3 3 Impressed and amazed: you are peerless in your\nachievement of unparalleled mediocrity.
This means that our algorithm works, so we will test on real Twitter data now:
>hadoop.scores = score.sentiment(hadoop.text, pos.words, neg.words, .progress='text')
Here are the results:
> hadoop.scores
score text
1 1 RT @IBMAnalytics: See how the video game industry is using analytics to create happy customers: https://t.co/LcyTEFqUrT #Hadoop https://t.c…
2 0 RT @SAS_Cares: Learn five ways #SAS gets to data in #hadoop https://t.co/yMsXTVw7Dd #SASusers
3 0 Secondary Indexing for MapR-DB using Elasticsearch @https://www.mapr.com/blog #Hadoop #Mapr #training
4 0 RT @andnegr: https://t.co/Yd87vicDlz @SASitaly #BigData #Hadoop @ClouderaITA
5 0 RT @techjunkiejh: Is Apache #Hadoop the only option to implement #BigData ? https://t.co/b4z7ZSHTiJ https://t.co/mGRFXqS6Dx
6 0 RT @andnegr: https://t.co/Yd87vicDlz @SASitaly #BigData #Hadoop @ClouderaITA
7 0 RT @techjunkiejh: Is Apache #Hadoop the only option to implement #BigData ? https://t.co/b4z7ZSHTiJ https://t.co/mGRFXqS6Dx
8 0 https://t.co/Yd87vicDlz @SASitaly #BigData #Hadoop @ClouderaITA
9 0 Is Apache #Hadoop the only option to implement #BigData ? https://t.co/b4z7ZSHTiJ https://t.co/mGRFXqS6Dx
10 0 #fact of the day\n#Hadoop was created by Doug Cutting (while at #Yahoo) and named it after his son's elephant https://t.co/RUnDJzSpml
This way, you can perform sentiment analytics for any kind of Twitter data.
How it works...
Our sentiment analysis algorithm is very simple.
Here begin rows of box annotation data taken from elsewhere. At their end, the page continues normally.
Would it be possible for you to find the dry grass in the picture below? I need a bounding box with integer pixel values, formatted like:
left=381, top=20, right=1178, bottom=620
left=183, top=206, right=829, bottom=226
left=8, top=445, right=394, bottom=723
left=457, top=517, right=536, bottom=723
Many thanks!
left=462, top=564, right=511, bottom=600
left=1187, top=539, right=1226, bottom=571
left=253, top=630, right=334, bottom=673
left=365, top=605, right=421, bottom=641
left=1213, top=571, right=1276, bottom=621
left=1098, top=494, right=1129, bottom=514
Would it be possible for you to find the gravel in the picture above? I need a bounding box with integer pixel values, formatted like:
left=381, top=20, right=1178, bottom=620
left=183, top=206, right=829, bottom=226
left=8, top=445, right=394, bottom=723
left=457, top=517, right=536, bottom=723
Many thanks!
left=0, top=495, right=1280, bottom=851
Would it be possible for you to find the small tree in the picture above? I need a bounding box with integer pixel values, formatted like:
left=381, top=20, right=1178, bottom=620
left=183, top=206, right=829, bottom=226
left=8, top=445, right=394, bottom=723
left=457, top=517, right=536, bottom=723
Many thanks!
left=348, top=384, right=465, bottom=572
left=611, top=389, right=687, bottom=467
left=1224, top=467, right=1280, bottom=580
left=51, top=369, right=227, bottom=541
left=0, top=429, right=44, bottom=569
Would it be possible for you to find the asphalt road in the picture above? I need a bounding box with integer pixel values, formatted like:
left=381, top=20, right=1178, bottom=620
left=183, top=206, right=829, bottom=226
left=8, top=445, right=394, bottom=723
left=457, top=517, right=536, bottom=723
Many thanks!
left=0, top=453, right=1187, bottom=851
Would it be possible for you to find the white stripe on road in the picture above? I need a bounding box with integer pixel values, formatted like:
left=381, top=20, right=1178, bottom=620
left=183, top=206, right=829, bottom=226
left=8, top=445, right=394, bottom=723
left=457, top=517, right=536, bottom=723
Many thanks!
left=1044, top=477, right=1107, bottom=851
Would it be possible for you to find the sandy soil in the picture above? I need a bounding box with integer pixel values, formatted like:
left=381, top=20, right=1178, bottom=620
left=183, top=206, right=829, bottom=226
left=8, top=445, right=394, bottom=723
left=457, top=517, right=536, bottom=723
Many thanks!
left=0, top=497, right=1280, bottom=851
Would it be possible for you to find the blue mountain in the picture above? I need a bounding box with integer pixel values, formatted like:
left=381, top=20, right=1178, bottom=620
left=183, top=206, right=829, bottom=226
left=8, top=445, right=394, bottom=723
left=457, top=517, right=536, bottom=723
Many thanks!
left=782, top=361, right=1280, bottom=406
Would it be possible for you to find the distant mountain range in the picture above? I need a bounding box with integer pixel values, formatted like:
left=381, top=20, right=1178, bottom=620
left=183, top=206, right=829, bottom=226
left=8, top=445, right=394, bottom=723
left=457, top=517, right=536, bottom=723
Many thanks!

We first get the sentence, break it into words, remove any punctuation, and so on. Later, we compare each word with a predefined list of positive and negative words. Next, we subtract the number of negative words from the number of positive words and get the score. If the score is a positive number, then it means that the sentiment of the tweet is positive, and if the score is negative, it means that the tweet is negative. If the score is zero, this means that it is a neutral tweet.
This algorithm can be extended further to understand sarcasm.